KanakaUi · 7 months ago

Those "Big City Cops" don't necessarily have to be from the Big City, what HPD needs is an entire face lift amongst the upper ranks , I feel bringing in an EXPERIENCED Officer that knows exactly how to handle all types of issues that is possible but yet show the leadership needed to gain the confidence of his/hers Departments officers, And 1 of the best ways to do just that is the Candidate has to be open to learning about the diverse Cultures and approach each of the situations with Open ears and open minds.

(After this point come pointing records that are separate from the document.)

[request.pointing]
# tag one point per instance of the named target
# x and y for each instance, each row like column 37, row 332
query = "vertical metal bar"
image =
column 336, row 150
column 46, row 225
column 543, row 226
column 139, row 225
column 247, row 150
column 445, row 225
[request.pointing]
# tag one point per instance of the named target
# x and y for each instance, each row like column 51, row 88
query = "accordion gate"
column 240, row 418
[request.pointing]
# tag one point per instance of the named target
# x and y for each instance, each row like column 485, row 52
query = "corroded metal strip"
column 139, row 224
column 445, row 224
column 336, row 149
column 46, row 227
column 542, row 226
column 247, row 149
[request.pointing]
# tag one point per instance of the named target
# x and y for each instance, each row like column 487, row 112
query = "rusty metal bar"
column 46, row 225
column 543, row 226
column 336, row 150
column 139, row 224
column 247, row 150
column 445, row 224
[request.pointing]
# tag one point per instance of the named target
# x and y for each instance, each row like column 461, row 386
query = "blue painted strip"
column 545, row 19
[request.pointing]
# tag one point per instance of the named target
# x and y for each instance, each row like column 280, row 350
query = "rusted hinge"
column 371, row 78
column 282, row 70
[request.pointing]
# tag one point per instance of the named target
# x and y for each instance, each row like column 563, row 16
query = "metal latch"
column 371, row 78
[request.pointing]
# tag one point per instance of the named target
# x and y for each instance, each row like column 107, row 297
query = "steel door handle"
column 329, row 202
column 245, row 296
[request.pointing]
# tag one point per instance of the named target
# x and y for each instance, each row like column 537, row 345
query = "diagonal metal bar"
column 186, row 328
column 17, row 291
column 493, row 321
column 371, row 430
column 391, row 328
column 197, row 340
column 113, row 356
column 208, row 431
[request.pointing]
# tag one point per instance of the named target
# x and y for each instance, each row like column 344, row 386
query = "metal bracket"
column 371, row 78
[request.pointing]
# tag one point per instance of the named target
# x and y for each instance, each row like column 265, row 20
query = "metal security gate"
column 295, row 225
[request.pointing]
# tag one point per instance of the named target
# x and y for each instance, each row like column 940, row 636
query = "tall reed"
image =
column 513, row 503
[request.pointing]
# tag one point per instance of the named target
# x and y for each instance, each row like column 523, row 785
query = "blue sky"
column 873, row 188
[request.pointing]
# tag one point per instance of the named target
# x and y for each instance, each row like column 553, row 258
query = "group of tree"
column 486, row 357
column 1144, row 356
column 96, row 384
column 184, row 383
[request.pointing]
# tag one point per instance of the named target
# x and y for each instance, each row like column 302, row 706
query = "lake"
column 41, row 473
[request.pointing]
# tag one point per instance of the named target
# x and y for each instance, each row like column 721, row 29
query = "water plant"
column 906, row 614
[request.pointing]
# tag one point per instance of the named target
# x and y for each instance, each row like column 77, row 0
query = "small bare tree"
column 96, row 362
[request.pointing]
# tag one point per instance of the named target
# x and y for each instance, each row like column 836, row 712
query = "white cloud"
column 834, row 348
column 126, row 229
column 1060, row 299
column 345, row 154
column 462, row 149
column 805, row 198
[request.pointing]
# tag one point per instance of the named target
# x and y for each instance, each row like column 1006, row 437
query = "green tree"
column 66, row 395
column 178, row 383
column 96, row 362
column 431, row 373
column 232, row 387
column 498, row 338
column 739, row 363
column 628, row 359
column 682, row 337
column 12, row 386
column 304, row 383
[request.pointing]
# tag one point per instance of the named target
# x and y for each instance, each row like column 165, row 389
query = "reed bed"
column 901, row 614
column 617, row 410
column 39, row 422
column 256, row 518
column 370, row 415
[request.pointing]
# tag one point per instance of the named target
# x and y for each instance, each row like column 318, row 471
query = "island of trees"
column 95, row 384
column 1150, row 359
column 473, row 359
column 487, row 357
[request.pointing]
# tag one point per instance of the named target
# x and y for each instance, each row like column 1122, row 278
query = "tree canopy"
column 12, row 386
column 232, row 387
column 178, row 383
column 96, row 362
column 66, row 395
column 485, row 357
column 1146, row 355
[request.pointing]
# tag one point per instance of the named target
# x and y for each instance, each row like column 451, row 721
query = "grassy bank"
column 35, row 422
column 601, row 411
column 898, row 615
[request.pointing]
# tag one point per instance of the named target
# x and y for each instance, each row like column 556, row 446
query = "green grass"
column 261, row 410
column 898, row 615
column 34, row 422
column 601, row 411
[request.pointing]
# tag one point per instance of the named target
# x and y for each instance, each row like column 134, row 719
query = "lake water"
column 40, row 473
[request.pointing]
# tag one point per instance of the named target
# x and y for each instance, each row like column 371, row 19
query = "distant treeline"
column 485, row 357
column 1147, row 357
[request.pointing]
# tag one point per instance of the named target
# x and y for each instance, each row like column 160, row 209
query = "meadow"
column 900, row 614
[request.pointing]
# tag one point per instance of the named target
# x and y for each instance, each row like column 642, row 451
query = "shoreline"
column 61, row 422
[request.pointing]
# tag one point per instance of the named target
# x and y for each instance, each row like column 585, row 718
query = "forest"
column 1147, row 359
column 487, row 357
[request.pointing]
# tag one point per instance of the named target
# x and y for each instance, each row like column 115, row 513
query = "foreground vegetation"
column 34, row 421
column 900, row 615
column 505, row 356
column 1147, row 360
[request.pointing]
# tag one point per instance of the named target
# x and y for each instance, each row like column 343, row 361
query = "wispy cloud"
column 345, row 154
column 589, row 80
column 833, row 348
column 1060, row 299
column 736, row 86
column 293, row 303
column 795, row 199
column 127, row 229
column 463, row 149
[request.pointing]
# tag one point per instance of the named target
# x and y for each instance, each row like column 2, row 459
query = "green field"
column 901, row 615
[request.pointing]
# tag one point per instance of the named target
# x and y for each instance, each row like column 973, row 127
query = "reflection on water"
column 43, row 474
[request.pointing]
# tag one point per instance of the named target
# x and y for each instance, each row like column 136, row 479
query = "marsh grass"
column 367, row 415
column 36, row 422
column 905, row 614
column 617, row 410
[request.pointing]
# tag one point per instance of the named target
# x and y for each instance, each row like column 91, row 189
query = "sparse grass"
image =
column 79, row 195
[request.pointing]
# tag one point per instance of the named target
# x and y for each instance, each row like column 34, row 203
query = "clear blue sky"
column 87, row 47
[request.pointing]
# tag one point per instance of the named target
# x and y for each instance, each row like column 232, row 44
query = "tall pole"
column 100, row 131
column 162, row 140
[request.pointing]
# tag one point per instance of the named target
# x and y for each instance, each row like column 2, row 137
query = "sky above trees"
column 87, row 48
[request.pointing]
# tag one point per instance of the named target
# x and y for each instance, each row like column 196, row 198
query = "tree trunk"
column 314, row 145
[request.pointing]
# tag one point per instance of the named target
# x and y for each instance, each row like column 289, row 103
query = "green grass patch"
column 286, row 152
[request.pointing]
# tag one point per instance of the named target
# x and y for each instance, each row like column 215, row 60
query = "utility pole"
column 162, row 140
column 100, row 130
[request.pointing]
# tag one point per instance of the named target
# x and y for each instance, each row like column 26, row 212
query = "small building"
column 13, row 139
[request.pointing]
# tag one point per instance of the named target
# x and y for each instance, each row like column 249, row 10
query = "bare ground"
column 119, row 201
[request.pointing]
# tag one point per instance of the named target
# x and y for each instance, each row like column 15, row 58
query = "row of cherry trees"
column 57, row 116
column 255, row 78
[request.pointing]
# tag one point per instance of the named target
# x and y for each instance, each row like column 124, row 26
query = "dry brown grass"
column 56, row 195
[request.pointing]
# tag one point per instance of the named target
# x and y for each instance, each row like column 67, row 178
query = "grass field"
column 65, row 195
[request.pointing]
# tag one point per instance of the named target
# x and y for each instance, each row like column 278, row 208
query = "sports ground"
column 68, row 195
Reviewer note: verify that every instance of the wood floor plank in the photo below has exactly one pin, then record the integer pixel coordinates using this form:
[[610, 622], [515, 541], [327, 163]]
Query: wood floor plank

For so long we read in the local news or see on Social Media how the Officers feel disrespected by the upper ranks , So I see it " Not Good idea" to continue with hiring an Officer here in the Islands and give it a chance with someone from another location that wants to put the effort into "fixing HPD" which we all know could be like putting a blind man in dark room and challenge him to find the door knob that will allow him to leave the room" It is possible but its going to be a challenge .

unclebob60 · 7 months ago

This is a tough one for sure Lee. Anyone coming from the mainland, will need to learn the culture. We hear it all the time, Hawaii is unique, but I think you could say that about coming into any new city or town. Hawaii is also unique because it is a big town with a small town mentality, that being everyone knows or is related to someone here. And therein lies the other big issue, the Elephant in the room.As we have seen with the Kealoha's, Hawaii's first family of criminal misconduct by law enforcement, sometimes being from here is the biggest problem in being in law enforcement. It means having to bust or arrest friends, family, or at least someone that knows your sister's in-laws. And that's what hasn't happened recently, public corruption left to continue while law enforcement looks the other way. We all know it takes the Fed's to clean up the city and state because we can't do if for ourselves. It may take an outside chief to do the same for the department?